Wednesday, September 27, 2006


Last night, there were suddenly lots of important Chinese people at the show. A journalist from Dim-Sum, who interviewed Ruihong and myself; the publisher William Ong, who also runs the Pearl Awards (to which I've now been invited, tomorrow night), and Xinran, the author of The Good Women of China (a book which has been a huge inspiration to us), and of our web article and programme note.

After the show, Xinran and I faced the audience for another post-show discussion. No ordinary audience either: there were people from Yellow Earth, including the wonderful Veronica Needa who worked with us in Mappa Mundi; there were professors of Chinese from Imperial College; there were former cast members from CSSD - and Nick Williams, our Arts Council officer! So the warmth of Xinran's response was incredibly touching and important for us. She has just got back from a two-month research trip to China, where she has been interviewing older people for her next book, and our themes about the power and weight of Chinese history, about tensions between the generations (especially among women) and the essential role of "truth and reconciliation" in the development of new social orders for the 21st century, all seem incredibly immediate and potent to her. She tells us about shocking poverty she has seen in rural areas, about a family of seven sharing one pair of trousers, about people living on 2p a day; and she says that the "comic" moment when Ruihong in the wheelchair tells Tony's archetypal Westerner "I'm thirsty and hungry" made her weep with its simple truth.

This morning she sends an email, which I'll quote: "Last night I was invited to see and discuss Dis-Orientations, a production about culture crossing in modern Shanghai. It soaked my mind, which was struggling with how to come back to my family and MBL work in West, into an emotional Chinese daughter's, thirsty and hungry I have brought back from CW trip, again,again until NOW.

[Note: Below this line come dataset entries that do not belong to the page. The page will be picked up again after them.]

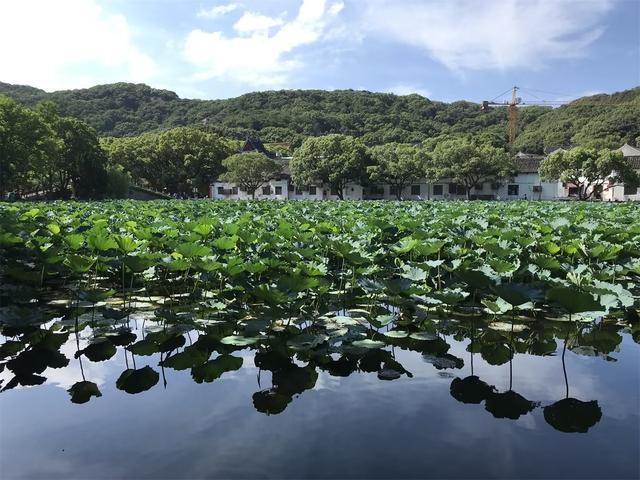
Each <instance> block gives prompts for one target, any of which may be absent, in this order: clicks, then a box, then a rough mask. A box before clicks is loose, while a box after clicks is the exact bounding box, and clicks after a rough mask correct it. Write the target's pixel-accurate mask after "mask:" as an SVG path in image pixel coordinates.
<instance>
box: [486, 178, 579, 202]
mask: <svg viewBox="0 0 640 480" xmlns="http://www.w3.org/2000/svg"><path fill="white" fill-rule="evenodd" d="M509 185H518V195H509ZM534 186H540V187H542V191H541V192H534V191H533V187H534ZM494 192H495V193H496V195H499V196H500V199H501V200H518V199H523V198H525V195H526V197H527V199H528V200H557V199H559V198H567V196H568V189H565V188H564V187H563V186H562V183H561V182H542V181H540V175H538V174H537V173H518V174H517V175H516V176H515V177H514V178H513V181H502V182H501V186H500V188H498V190H494Z"/></svg>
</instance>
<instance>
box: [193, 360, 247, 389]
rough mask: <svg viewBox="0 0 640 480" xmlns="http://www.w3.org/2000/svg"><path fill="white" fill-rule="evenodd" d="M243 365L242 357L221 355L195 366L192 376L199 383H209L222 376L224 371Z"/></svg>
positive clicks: (237, 367) (237, 368)
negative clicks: (234, 356) (199, 364)
mask: <svg viewBox="0 0 640 480" xmlns="http://www.w3.org/2000/svg"><path fill="white" fill-rule="evenodd" d="M241 367H242V358H239V357H234V356H233V355H220V356H219V357H217V358H216V359H214V360H209V361H208V362H206V363H204V364H202V365H199V366H196V367H193V368H192V369H191V376H192V378H193V380H194V381H195V382H197V383H202V382H207V383H209V382H213V381H214V380H215V379H217V378H220V377H221V376H222V374H223V373H225V372H232V371H234V370H239V369H240V368H241Z"/></svg>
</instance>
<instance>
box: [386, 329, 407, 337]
mask: <svg viewBox="0 0 640 480" xmlns="http://www.w3.org/2000/svg"><path fill="white" fill-rule="evenodd" d="M383 335H384V336H385V337H389V338H407V337H408V336H409V334H408V333H407V332H405V331H404V330H389V331H388V332H384V333H383Z"/></svg>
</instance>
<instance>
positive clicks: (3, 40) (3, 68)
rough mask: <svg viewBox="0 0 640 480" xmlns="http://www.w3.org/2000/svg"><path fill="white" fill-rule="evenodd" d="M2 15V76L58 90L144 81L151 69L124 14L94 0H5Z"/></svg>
mask: <svg viewBox="0 0 640 480" xmlns="http://www.w3.org/2000/svg"><path fill="white" fill-rule="evenodd" d="M0 18H2V19H3V22H2V29H0V44H1V45H3V47H2V50H0V80H2V81H4V82H9V83H21V84H31V85H37V86H39V87H41V88H44V89H45V90H57V89H64V88H79V87H87V86H91V85H95V84H97V83H107V82H114V81H133V82H143V81H148V80H149V79H150V78H152V77H153V75H154V73H155V70H156V66H155V63H154V61H153V60H152V59H151V58H150V57H148V56H147V55H145V54H143V53H142V52H141V51H139V50H138V49H137V48H136V47H135V46H134V45H133V44H132V39H131V30H130V28H129V25H128V23H127V20H126V18H125V17H124V16H122V15H113V14H108V13H106V12H105V11H103V9H102V8H100V7H99V6H98V5H97V3H96V1H95V0H65V1H63V2H52V1H49V0H5V1H3V2H1V3H0ZM78 72H80V73H78Z"/></svg>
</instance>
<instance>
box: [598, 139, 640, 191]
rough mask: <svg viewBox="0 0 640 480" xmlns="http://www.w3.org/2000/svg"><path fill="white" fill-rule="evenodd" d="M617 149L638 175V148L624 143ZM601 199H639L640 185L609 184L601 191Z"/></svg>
mask: <svg viewBox="0 0 640 480" xmlns="http://www.w3.org/2000/svg"><path fill="white" fill-rule="evenodd" d="M618 150H620V151H621V152H622V155H624V159H625V160H626V161H627V162H629V164H630V165H631V168H633V169H634V170H635V171H636V173H638V174H639V175H640V148H636V147H632V146H631V145H628V144H626V143H625V144H624V145H623V146H622V147H620V148H619V149H618ZM602 199H603V200H609V201H618V202H626V201H629V200H633V201H640V187H637V186H630V185H624V184H618V185H609V187H608V188H605V190H604V191H603V192H602Z"/></svg>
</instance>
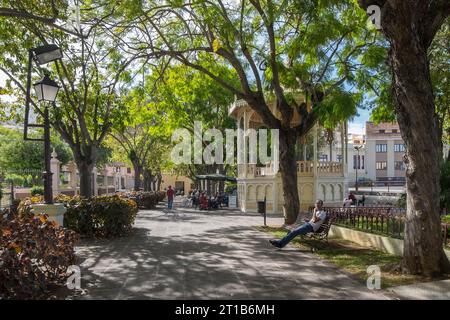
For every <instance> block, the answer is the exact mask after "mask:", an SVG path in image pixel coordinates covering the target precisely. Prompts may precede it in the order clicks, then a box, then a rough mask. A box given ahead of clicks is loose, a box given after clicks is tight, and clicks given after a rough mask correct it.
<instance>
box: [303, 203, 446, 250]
mask: <svg viewBox="0 0 450 320" xmlns="http://www.w3.org/2000/svg"><path fill="white" fill-rule="evenodd" d="M312 210H313V207H311V208H310V211H311V212H312ZM324 210H325V211H326V212H327V215H328V216H329V217H330V218H331V219H332V221H333V224H335V225H337V226H342V227H347V228H352V229H356V230H360V231H364V232H369V233H375V234H380V235H386V236H389V237H392V238H398V239H403V236H404V231H405V220H406V210H405V209H402V208H396V207H350V208H341V207H324ZM441 226H442V235H443V244H444V245H446V246H449V245H450V243H449V239H448V237H449V229H450V225H449V224H447V223H442V224H441Z"/></svg>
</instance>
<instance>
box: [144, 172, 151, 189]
mask: <svg viewBox="0 0 450 320" xmlns="http://www.w3.org/2000/svg"><path fill="white" fill-rule="evenodd" d="M152 181H153V174H152V171H151V170H149V169H144V191H150V190H151V189H152V186H151V184H152Z"/></svg>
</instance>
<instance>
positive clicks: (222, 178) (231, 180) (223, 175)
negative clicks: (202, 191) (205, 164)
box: [195, 173, 236, 182]
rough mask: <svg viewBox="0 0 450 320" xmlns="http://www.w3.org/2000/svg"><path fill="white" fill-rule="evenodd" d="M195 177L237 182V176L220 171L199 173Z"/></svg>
mask: <svg viewBox="0 0 450 320" xmlns="http://www.w3.org/2000/svg"><path fill="white" fill-rule="evenodd" d="M195 178H197V179H198V180H211V181H230V182H236V178H234V177H229V176H226V175H224V174H220V173H211V174H199V175H196V176H195Z"/></svg>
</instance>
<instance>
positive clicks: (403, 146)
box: [394, 143, 405, 152]
mask: <svg viewBox="0 0 450 320" xmlns="http://www.w3.org/2000/svg"><path fill="white" fill-rule="evenodd" d="M394 152H405V145H404V144H403V143H399V144H394Z"/></svg>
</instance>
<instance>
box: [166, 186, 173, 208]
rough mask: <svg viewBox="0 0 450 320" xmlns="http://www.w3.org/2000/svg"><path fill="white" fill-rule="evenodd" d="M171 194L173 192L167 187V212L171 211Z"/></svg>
mask: <svg viewBox="0 0 450 320" xmlns="http://www.w3.org/2000/svg"><path fill="white" fill-rule="evenodd" d="M173 194H174V192H173V189H172V186H169V189H168V190H167V207H168V208H169V210H172V205H173Z"/></svg>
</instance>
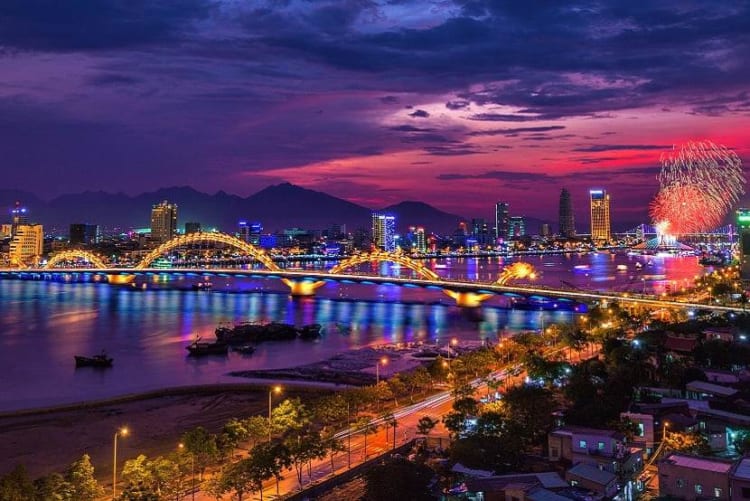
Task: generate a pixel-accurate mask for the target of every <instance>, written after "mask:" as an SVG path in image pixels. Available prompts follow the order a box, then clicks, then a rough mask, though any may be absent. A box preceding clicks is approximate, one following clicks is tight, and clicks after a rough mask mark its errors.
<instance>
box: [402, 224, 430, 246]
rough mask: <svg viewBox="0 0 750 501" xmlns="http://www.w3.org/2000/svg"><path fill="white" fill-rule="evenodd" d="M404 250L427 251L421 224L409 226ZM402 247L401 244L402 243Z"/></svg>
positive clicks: (423, 232) (425, 237) (424, 234)
mask: <svg viewBox="0 0 750 501" xmlns="http://www.w3.org/2000/svg"><path fill="white" fill-rule="evenodd" d="M405 244H406V247H407V248H406V250H408V251H409V252H420V253H423V252H426V251H427V238H426V235H425V232H424V228H422V227H421V226H410V227H409V232H408V233H407V234H406V242H405ZM402 248H403V244H402Z"/></svg>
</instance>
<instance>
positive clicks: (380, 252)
mask: <svg viewBox="0 0 750 501" xmlns="http://www.w3.org/2000/svg"><path fill="white" fill-rule="evenodd" d="M373 261H377V262H380V263H384V262H391V263H396V264H399V265H401V266H405V267H406V268H409V269H410V270H412V271H413V272H415V273H416V274H417V275H419V276H420V277H421V278H425V279H427V280H435V281H440V280H442V278H440V275H438V274H437V273H435V272H434V271H432V270H431V269H429V268H427V267H426V266H425V265H423V264H422V262H421V261H417V260H416V259H412V258H410V257H409V256H406V255H404V254H401V253H398V252H384V251H374V252H368V253H364V254H357V255H354V256H352V257H350V258H348V259H344V260H343V261H341V262H340V263H339V264H337V265H336V266H334V267H333V268H331V269H330V270H328V272H329V273H340V272H342V271H344V270H347V269H349V268H352V267H354V266H357V265H360V264H365V263H371V262H373Z"/></svg>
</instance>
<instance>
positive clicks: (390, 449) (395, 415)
mask: <svg viewBox="0 0 750 501" xmlns="http://www.w3.org/2000/svg"><path fill="white" fill-rule="evenodd" d="M594 349H598V346H596V345H589V346H588V347H587V349H586V350H585V351H580V352H574V353H571V352H570V350H568V349H563V348H557V349H552V350H548V351H547V353H546V355H552V354H553V353H556V352H560V353H562V354H563V355H565V353H566V352H568V357H566V358H568V360H569V361H570V362H572V363H575V362H579V361H581V360H582V359H584V358H586V353H589V350H591V351H592V352H593V350H594ZM509 370H510V367H506V368H504V369H501V370H498V371H495V372H493V373H492V374H490V375H489V376H488V377H487V378H486V379H490V378H491V379H495V380H501V381H503V384H504V386H505V387H509V386H511V385H515V384H518V383H520V382H522V381H523V380H524V378H525V373H524V372H521V373H520V374H518V375H516V376H511V375H510V374H509V373H508V371H509ZM484 380H485V379H481V378H478V379H475V380H473V381H471V385H472V386H473V387H474V388H475V396H476V397H477V398H480V397H483V396H485V395H487V393H488V392H489V390H488V388H487V385H486V384H485V383H484ZM452 406H453V395H451V392H450V391H449V390H445V391H441V392H439V393H437V394H434V395H432V396H430V397H427V398H425V399H423V400H421V401H419V402H417V403H414V404H409V405H406V406H402V407H400V408H398V409H397V410H394V411H393V416H394V417H395V418H396V422H397V427H396V446H398V445H401V444H403V443H405V442H407V441H409V440H411V439H413V438H415V437H419V436H421V435H419V434H417V423H418V422H419V420H420V419H421V418H422V417H423V416H429V417H430V418H432V419H434V420H437V421H438V422H439V423H438V424H437V425H436V426H435V428H434V429H433V430H432V432H431V435H433V436H446V435H447V430H445V428H444V426H443V423H442V422H441V419H442V417H443V416H444V415H445V414H447V413H449V412H450V411H451V410H452ZM373 422H374V423H376V424H382V418H378V419H375V420H374V421H373ZM336 436H337V438H339V439H341V440H342V442H343V444H344V446H347V447H349V451H350V452H349V451H344V452H341V453H339V454H338V455H336V457H335V458H334V462H333V469H332V468H331V460H330V458H325V459H323V460H317V461H313V463H312V467H311V476H309V477H308V474H307V469H305V471H304V472H303V487H306V486H308V485H309V484H310V483H311V482H316V481H320V480H323V479H325V478H327V477H330V476H331V475H333V474H340V473H343V472H345V471H346V470H347V469H348V468H349V461H350V458H349V455H350V454H351V466H352V467H353V466H357V465H359V464H361V463H362V462H363V461H365V460H366V459H372V458H373V457H376V456H379V455H381V454H383V453H385V452H386V451H388V450H391V449H393V447H394V443H393V442H394V439H393V428H392V427H384V426H379V428H378V431H377V432H376V433H375V434H370V435H368V436H367V439H366V440H367V450H366V451H365V436H364V435H363V433H362V432H361V431H359V430H351V429H349V430H343V431H341V432H340V433H338V434H337V435H336ZM365 452H366V455H365ZM299 489H300V485H299V481H298V479H297V474H296V471H295V470H294V468H292V469H290V470H287V471H286V472H284V474H283V479H282V480H281V481H280V482H279V485H278V492H279V493H280V494H281V496H282V497H283V496H284V495H286V494H290V493H293V492H296V491H298V490H299ZM278 497H279V496H278V495H277V485H276V482H275V481H274V480H270V481H268V482H266V483H265V484H264V489H263V499H264V500H269V499H275V498H278ZM187 499H189V498H187ZM195 499H196V501H213V500H214V499H215V498H214V497H213V496H210V495H208V494H207V493H205V492H196V494H195ZM243 499H248V500H251V499H252V500H260V499H261V496H260V493H257V492H256V493H254V494H252V495H251V494H248V495H246V496H245V497H244V498H243Z"/></svg>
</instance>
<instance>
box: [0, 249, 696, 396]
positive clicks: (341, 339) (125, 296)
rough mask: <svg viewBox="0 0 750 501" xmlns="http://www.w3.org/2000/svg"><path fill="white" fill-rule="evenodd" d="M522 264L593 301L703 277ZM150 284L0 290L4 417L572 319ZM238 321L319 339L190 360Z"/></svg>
mask: <svg viewBox="0 0 750 501" xmlns="http://www.w3.org/2000/svg"><path fill="white" fill-rule="evenodd" d="M524 260H525V261H529V262H531V263H532V264H533V265H534V266H535V267H536V268H537V269H538V270H539V271H540V272H541V276H540V277H539V279H538V281H537V283H541V284H545V285H549V286H554V287H559V286H561V283H563V282H564V283H566V284H567V285H568V286H575V287H578V288H581V289H589V290H620V291H626V290H630V291H633V292H642V291H645V292H657V293H659V292H661V291H663V290H664V289H665V287H667V286H669V287H671V288H677V287H681V286H684V285H687V284H688V283H690V282H691V281H692V279H693V277H694V276H695V275H696V274H699V273H702V271H703V268H702V267H701V266H700V265H699V264H698V263H697V258H695V257H665V258H660V257H654V256H628V255H624V254H618V255H614V254H609V253H590V254H572V255H545V256H529V257H526V258H524ZM511 261H512V260H511ZM508 262H510V261H509V260H503V259H499V258H466V259H457V258H453V259H444V260H433V261H431V262H429V263H428V264H429V266H430V267H431V268H433V269H434V270H435V271H436V272H437V273H438V274H439V275H441V276H444V277H446V278H456V279H467V278H468V279H471V280H478V281H487V282H489V281H492V280H494V279H495V278H496V277H497V274H498V270H499V269H501V268H502V266H503V265H504V264H507V263H508ZM636 263H640V264H639V265H636ZM300 266H307V267H309V266H314V265H313V264H309V263H308V264H305V265H300ZM321 266H325V265H321ZM327 266H330V263H329V264H328V265H327ZM379 268H380V269H379V270H374V271H379V272H381V273H396V272H398V271H399V270H397V269H395V268H394V266H393V265H386V264H381V265H379ZM151 280H152V281H151V282H149V283H147V284H146V288H145V289H143V288H141V287H137V288H132V287H114V286H109V285H107V284H97V283H62V282H52V281H17V280H0V367H2V371H3V378H2V381H3V385H2V387H0V411H10V410H18V409H26V408H34V407H42V406H50V405H59V404H69V403H76V402H84V401H89V400H96V399H102V398H109V397H114V396H120V395H125V394H130V393H135V392H141V391H146V390H153V389H159V388H164V387H172V386H181V385H194V384H210V383H217V382H237V379H236V378H231V377H229V376H226V373H227V372H229V371H232V370H243V369H264V368H282V367H290V366H295V365H300V364H306V363H311V362H316V361H320V360H324V359H326V358H328V357H330V356H332V355H335V354H336V353H339V352H342V351H345V350H348V349H352V348H358V347H363V346H369V345H376V344H383V343H395V342H413V341H422V342H425V343H435V342H439V343H440V344H443V343H444V342H445V343H447V342H448V340H449V339H450V338H453V337H457V338H458V339H461V340H466V341H469V340H473V341H480V340H482V339H492V340H494V339H497V337H498V335H510V334H512V333H514V332H518V331H520V330H524V329H538V328H539V327H540V325H541V324H542V322H544V323H545V324H547V325H549V324H550V323H556V322H570V321H571V320H572V319H573V317H574V315H575V314H576V313H575V312H573V311H571V310H570V309H567V311H554V310H552V309H549V310H545V311H537V310H521V309H510V308H508V304H509V303H508V300H507V298H502V297H497V298H492V299H490V300H488V301H487V302H486V303H485V305H484V306H483V307H482V309H481V310H480V311H474V312H465V311H462V310H460V309H459V308H457V307H456V306H454V305H453V301H452V300H451V299H450V298H448V297H447V296H445V295H444V294H442V293H441V292H440V291H439V290H426V289H419V288H405V287H397V286H389V285H385V286H374V285H358V284H336V283H328V284H326V285H325V286H324V287H323V288H321V289H319V291H318V294H317V295H316V296H315V297H313V298H304V299H293V298H290V297H289V296H288V294H287V293H286V291H285V286H284V285H283V284H281V282H279V281H277V280H273V279H269V280H250V279H243V280H234V279H221V281H219V279H214V287H213V291H212V292H207V291H193V290H191V285H192V284H193V282H194V281H195V279H187V278H182V279H180V280H175V281H167V282H165V281H164V280H163V279H160V278H159V277H154V278H152V279H151ZM236 321H280V322H287V323H293V324H296V325H302V324H308V323H320V324H322V325H323V326H324V335H323V336H322V338H321V339H319V340H318V341H315V342H309V341H301V340H298V341H290V342H273V343H263V344H261V345H259V347H258V349H257V351H256V352H255V353H254V354H253V355H252V356H243V355H239V354H236V353H230V354H229V355H228V356H227V357H204V358H199V359H192V358H188V357H186V356H185V355H186V353H187V352H186V350H185V346H186V345H187V344H189V343H190V342H191V341H192V340H193V339H194V338H195V336H196V335H200V336H202V337H203V338H204V339H206V340H210V339H213V330H214V329H215V327H216V326H217V325H218V324H219V323H221V322H236ZM102 349H105V350H106V351H107V353H108V354H110V355H111V356H113V357H114V359H115V362H114V367H112V368H111V369H106V370H97V369H92V368H79V369H76V368H75V364H74V361H73V356H74V355H76V354H95V353H99V352H100V351H101V350H102Z"/></svg>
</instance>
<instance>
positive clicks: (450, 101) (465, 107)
mask: <svg viewBox="0 0 750 501" xmlns="http://www.w3.org/2000/svg"><path fill="white" fill-rule="evenodd" d="M469 104H471V103H469V101H461V100H456V101H448V102H447V103H445V107H446V108H448V109H449V110H462V109H464V108H467V107H468V106H469Z"/></svg>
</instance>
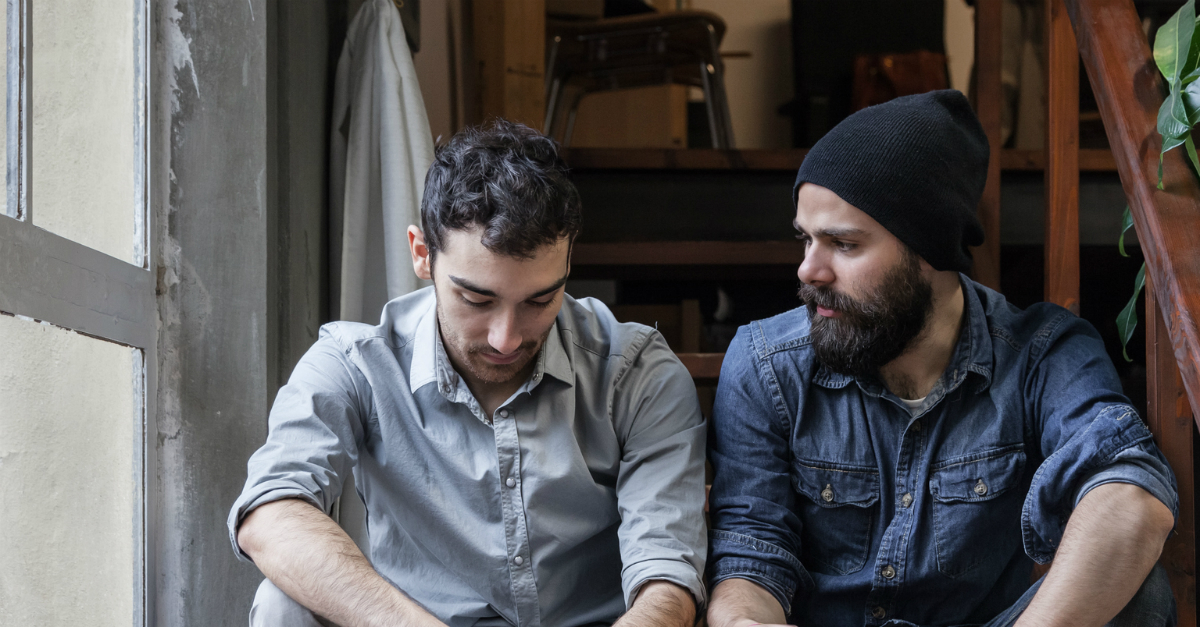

Go, to see it, with your family, if you are interested in Chinese culture, you have been China, you have Chinese friends in your life, or you are going to touch my historical country.

Dis-Orientations is a green field for your Brain Storm on Young China, it won't push you on a high way to a certain direction which normally other shows do - to guide you, understand what they want you to get: you will feel it and get the different story by your own background and your knowledge of China."